April 24. The managing director of Ratners, Britain's biggest jewellers, Gerald Ratner, joked that some of his goods were "crap" and earrings were likely to last for less time than a Marks & Spencer sandwich. Although he tried to prevent catastrophe by pointing out that he was referring only to a very few items, the damage was done. "Ratners" became synonymous with poor quality goods and contempt for the customers. It was an object lesson in poor public relations. The company's share prices plunged.

The MaxwellsNovember 5. British publisher and business tycoon Robert Maxwell fell to his death from his yacht in the North Atlantic near to the Canary Islands. Maxwell had been born in Czechoslovakia as Ludvik Hoch and liked to portray himself as a war hero (he won the MC) and a gentleman.

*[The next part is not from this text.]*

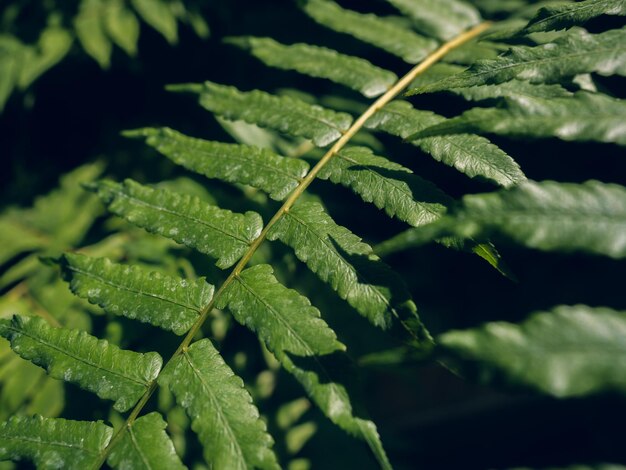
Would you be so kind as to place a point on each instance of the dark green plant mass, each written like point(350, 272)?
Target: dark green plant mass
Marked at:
point(227, 313)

But the Mirror boss's business methods had been called into question long before his death and he covered up media investigations into later scandals by the ruthless use of injunctions. After his mysterious death his many enemies denounced him as a crook, a liar and a bully. It emerged, too, that he had looted millions of pounds from his employees' pension fund. The Maxwell scandal led to reforms in company pensions designed to protect workers from similar raids.

August 19. Russian President Mikhail Gorbachev was imprisoned in his holiday home in the Crimea as Communist hardliners attempted a coup in Russia. The coup failed largely thanks to the efforts of Boris Yeltsin who enlisted the support of a handful of tank commanders and forced the coup leaders to flee Moscow and allow Gorbachev to return. In the wake of the failed coup, Yeltsin suspended the Communist Party, ending 74 years of its rule.


In brief

January 1. A Midland survey showed that more than 30 per of us wanted the honours system scrapped.

January 5. Gales swept Britain and 27 died.

January 23. BBC Radio WM announced big cutbacks in its Heartlands operation in Birmingham.

February 7. The IRA launched a mortar bomb attack on 10 Downing Street when the war cabinet was meeting. No-one hurt.

February 27. Kuwait City was liberated by the UN coalition forces.

March 3. The beating given by Los Angeles policemen to black motorist Rodney King was captured on videotape. The following year his attackers were cleared by an all-white jury and race riots swept LA.

March 20. Michael Heseltine announced that the unpopular poll tax was to be scrapped.

April 30. A cyclone hit Bangladesh and 138,000 people died in floods.

May 6. A gang escaped with 50,000 after drilling into the strongroom at Barclays Bank, Shifnal.

May 19. Britain's first astronaut Helen Sharman was blasted into space on a Russian Soyuz rocket to join space station Mir.

May 21. Indian Prime Minister Rajiv Gandhi was assassinated with a bomb as he campaigned for re-election.

May 29. In a protest over poll tax, Dudley campaigner Martin Blatchford was jailed for two weeks. As he was led away to the cells, he declared: "Victory!"

June 20. The German Bundestag voted to move the seat of government from Bonn to Berlin.

June 25. The disintegration of Yugoslavia began as Croatia and Slovenia declared their independence.

October 17. Police swooped on addresses in the West Midlands, following a 1 million seizure of cannabis near London. Six arrested.